Frage von Wellmom, 103

Wieviele Stunden sind "Schulpflicht"?

Es geht um ein ein Kind - ja, um MEIN Kind - das schon ungewöhnlich früh, nämlich mit 3 Jahren, deutliche Tourette-Symptome hatte und für seine vokalen und motorischen Tics von mehreren Betreuern hart bestraft worden ist und dadurch noch weitere Probleme entwickelt hat. Das Kind ist jetzt 7 Jahre alt und in der 2. Klasse. Der Kindergarten hat meinen Sohn als hochgefährlich eingestuft (weil er Geräusche und Körperbewegungen macht, die bedrohlich wirken und schon viele Kinder in Angst versetzt haben), die erste Schule hat sich an dieser Einschätzung orientiert und ihn 10 Tage nach der Einschulung isoliert, sprich: Einzelunterricht. Es wurde vonseiten der Schule verlangt, dass er, möglichst gemeinsam mit mir, für einige Monate in stationäre Psychiatrie gehen sollte, um ihn überhaupt schulfähig zu machen. Als die Einzellehrerin im Frühsommer in Reha ging, wurde er sogar bis zu den Sommerferien von der Schulpflicht befreit. Diese Zeit habe ich genutzt, um ihn zur Probe auf eine heilpädagogische (Privat-)Schule gehen zu lassen, wo seine Besonderheiten keine große Herausforderung zu sein schienen. Da ich finanziell nicht in der Lage bin, einen Fahrdienst zu dieser doch sehr weit entfernten Schule zu ermöglichen, musste ich mich der Entscheidung der Schulbehörde, eine Regelschule in erreichbarer Nähe zu akzeptieren, beugen. Dort wurde sogar eine Persönliche Assistenz bewilligt.

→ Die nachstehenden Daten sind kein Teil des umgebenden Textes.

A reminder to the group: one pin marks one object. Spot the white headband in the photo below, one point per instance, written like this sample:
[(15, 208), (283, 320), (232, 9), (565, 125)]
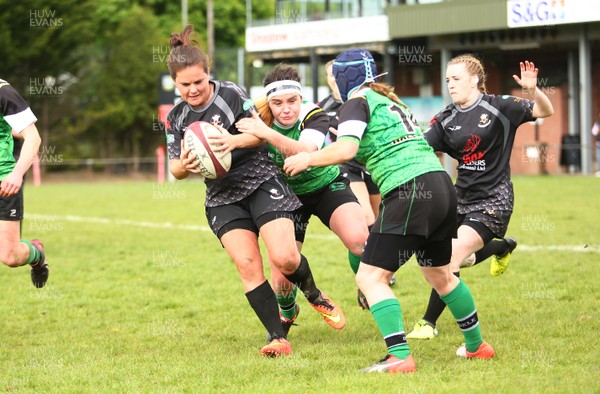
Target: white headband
[(278, 88)]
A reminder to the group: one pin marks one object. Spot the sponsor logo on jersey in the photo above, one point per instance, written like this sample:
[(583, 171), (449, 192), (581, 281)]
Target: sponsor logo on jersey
[(471, 150), (337, 186), (216, 120), (484, 120), (276, 194)]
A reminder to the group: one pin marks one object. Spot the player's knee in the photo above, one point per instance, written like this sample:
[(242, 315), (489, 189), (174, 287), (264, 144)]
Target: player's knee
[(356, 242), (286, 260), (9, 259)]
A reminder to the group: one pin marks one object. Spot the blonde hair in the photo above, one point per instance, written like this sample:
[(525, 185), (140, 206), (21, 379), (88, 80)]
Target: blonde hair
[(474, 68)]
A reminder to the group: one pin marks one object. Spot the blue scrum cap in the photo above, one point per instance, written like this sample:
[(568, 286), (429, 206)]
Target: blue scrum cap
[(352, 69)]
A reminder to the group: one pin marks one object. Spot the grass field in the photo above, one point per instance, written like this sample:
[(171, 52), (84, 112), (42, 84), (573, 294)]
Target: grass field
[(142, 298)]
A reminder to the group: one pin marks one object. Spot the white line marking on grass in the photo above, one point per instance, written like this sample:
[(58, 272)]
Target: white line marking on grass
[(135, 223), (196, 227)]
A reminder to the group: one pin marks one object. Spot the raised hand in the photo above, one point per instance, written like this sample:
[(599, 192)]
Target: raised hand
[(528, 78)]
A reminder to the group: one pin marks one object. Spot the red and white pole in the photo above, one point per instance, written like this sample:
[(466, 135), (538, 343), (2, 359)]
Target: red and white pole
[(160, 160), (37, 175)]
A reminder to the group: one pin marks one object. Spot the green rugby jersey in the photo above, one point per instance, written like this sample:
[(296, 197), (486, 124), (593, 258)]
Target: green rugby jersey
[(14, 115), (391, 144), (312, 125)]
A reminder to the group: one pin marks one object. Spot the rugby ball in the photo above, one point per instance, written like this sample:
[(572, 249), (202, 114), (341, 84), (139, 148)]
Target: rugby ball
[(212, 166)]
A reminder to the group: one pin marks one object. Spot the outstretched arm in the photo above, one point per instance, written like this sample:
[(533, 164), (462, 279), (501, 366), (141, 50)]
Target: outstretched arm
[(340, 151), (287, 146), (528, 81), (12, 183)]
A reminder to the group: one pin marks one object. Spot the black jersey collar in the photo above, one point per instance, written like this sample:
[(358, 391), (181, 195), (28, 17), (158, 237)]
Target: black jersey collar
[(470, 107)]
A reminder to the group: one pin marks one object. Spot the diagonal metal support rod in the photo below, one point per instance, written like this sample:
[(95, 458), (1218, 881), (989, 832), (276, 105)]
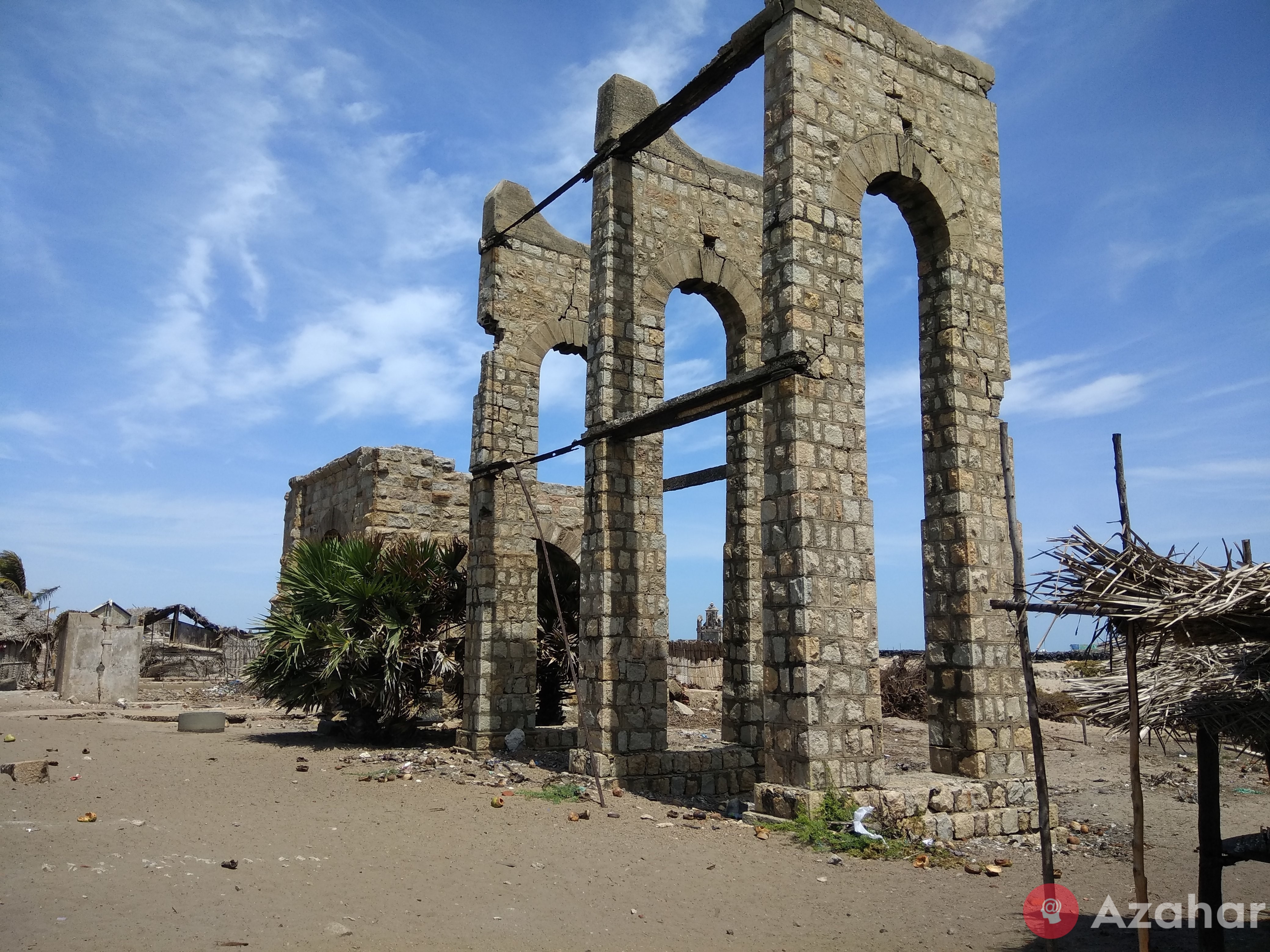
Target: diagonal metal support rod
[(738, 54), (677, 412), (700, 478)]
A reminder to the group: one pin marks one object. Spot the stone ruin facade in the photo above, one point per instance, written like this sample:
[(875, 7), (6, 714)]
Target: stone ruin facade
[(394, 490), (855, 105)]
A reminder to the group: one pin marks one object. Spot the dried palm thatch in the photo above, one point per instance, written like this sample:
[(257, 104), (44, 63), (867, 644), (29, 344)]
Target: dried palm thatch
[(22, 620), (1203, 634), (1180, 688), (1166, 596)]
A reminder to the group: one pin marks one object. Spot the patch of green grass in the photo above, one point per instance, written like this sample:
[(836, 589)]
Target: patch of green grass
[(556, 794), (829, 828)]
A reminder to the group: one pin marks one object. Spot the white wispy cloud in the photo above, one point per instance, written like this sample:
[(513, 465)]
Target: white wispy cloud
[(1060, 388), (977, 27), (689, 375), (270, 139), (1231, 470), (658, 41), (893, 397), (30, 422)]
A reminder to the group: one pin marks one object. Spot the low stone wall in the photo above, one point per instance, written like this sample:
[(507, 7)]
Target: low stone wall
[(677, 774), (948, 812)]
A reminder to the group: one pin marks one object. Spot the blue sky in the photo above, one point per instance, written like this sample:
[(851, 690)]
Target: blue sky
[(238, 240)]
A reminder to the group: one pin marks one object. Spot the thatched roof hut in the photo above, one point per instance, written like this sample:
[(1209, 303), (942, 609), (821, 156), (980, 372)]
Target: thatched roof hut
[(1203, 634), (21, 621)]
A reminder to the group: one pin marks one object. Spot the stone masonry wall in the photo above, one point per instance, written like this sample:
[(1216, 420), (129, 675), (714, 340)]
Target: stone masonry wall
[(856, 103), (669, 219), (383, 490), (533, 299)]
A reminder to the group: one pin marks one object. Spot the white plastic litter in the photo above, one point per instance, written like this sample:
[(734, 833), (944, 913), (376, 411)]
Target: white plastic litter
[(859, 824)]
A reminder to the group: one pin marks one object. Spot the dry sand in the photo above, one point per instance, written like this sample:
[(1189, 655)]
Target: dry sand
[(434, 865)]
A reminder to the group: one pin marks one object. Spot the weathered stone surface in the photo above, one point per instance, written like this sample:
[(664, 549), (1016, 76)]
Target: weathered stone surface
[(856, 105), (27, 771)]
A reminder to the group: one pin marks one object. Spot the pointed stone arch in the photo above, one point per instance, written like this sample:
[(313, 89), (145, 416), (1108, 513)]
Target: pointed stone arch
[(910, 176), (564, 334)]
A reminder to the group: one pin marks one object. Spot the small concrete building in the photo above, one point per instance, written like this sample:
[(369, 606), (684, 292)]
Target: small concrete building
[(98, 654)]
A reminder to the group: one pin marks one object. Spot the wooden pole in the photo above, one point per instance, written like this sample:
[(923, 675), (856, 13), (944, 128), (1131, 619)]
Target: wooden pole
[(1131, 667), (564, 634), (1017, 549), (1208, 796)]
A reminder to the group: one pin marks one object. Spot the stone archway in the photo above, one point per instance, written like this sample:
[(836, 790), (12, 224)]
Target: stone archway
[(736, 300)]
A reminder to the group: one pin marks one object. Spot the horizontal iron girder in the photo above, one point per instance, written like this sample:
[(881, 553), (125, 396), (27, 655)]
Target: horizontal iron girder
[(700, 478), (689, 408), (738, 54)]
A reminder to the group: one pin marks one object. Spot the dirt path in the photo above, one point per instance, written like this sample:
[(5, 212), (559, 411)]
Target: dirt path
[(404, 864)]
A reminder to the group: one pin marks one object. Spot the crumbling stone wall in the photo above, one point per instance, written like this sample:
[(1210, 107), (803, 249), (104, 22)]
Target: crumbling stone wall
[(856, 103), (383, 490), (533, 299), (669, 219)]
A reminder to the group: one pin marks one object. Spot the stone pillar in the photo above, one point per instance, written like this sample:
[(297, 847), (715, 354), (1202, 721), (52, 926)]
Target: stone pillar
[(531, 290), (858, 103), (820, 602), (622, 696), (743, 564)]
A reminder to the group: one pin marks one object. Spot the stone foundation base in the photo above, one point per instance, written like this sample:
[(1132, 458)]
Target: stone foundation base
[(949, 812), (675, 774), (536, 739)]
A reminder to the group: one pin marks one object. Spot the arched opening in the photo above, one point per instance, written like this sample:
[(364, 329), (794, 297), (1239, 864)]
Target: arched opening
[(894, 422), (553, 668), (696, 348), (562, 414)]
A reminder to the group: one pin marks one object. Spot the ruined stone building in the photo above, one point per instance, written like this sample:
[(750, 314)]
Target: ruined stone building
[(855, 105), (710, 625)]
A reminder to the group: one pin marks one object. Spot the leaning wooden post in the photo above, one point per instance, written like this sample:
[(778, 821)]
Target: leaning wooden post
[(1208, 796), (1017, 548), (564, 631), (1131, 667)]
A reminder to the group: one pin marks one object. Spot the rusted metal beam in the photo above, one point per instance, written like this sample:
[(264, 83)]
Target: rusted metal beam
[(1043, 607), (738, 54), (700, 478), (677, 412)]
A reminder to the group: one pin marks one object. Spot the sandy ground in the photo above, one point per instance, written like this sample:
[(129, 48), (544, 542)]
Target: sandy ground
[(432, 865)]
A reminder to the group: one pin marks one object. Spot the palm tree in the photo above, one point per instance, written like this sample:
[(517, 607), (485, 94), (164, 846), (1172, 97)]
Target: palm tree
[(364, 626), (13, 578)]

Die neue Schule war von Anfang an über die seit vergangenem Sommer feststehende Diagnose "Tourette-Syndrom" informiert, und auch über die bestehenden Trauma-Folgen (dass er körperliche Disziplinierung nicht erträgt und unbedingt darauf vertrauen können muss, dass er nicht hart angefasst wird)

Die ersten Wochen an der neuen Schule verliefen überraschend positiv. Dann kam es zu "Vorfällen", und der als Vertrauensperson und Beschützer empfundene Assistent wendete Gewalt an. Seitdem eskalieren viele Situationen, man macht es meinem Sohn zum Vorwurf, dass er den Assistenten nicht als Autoritätsperson akzeptiert.

So viel zur Vorgeschichte. Meine eigentliche Frage bezieht sich auf das, was die Schule tut. Obwohl der Assistent für 25 Stunden pro Woche bezahlt wird und mein Sohn bisher nie mehr als 18 Schulstunden pro Woche dort war, scheint er während der "Vorfälle" nie zugegen zu sein und auch bei Anwesenheit nicht einzugreifen. Sobald sich Assistent und Lehrer überfordert fühlen, werde ich angerufen, um meinen Sohn abzuholen. Mir wurde auch gesagt, wenn er das Schulgelände verlässt, endet die Aufsichtspflicht der Schule, ich müsste mein Kind dann selbst "einfangen".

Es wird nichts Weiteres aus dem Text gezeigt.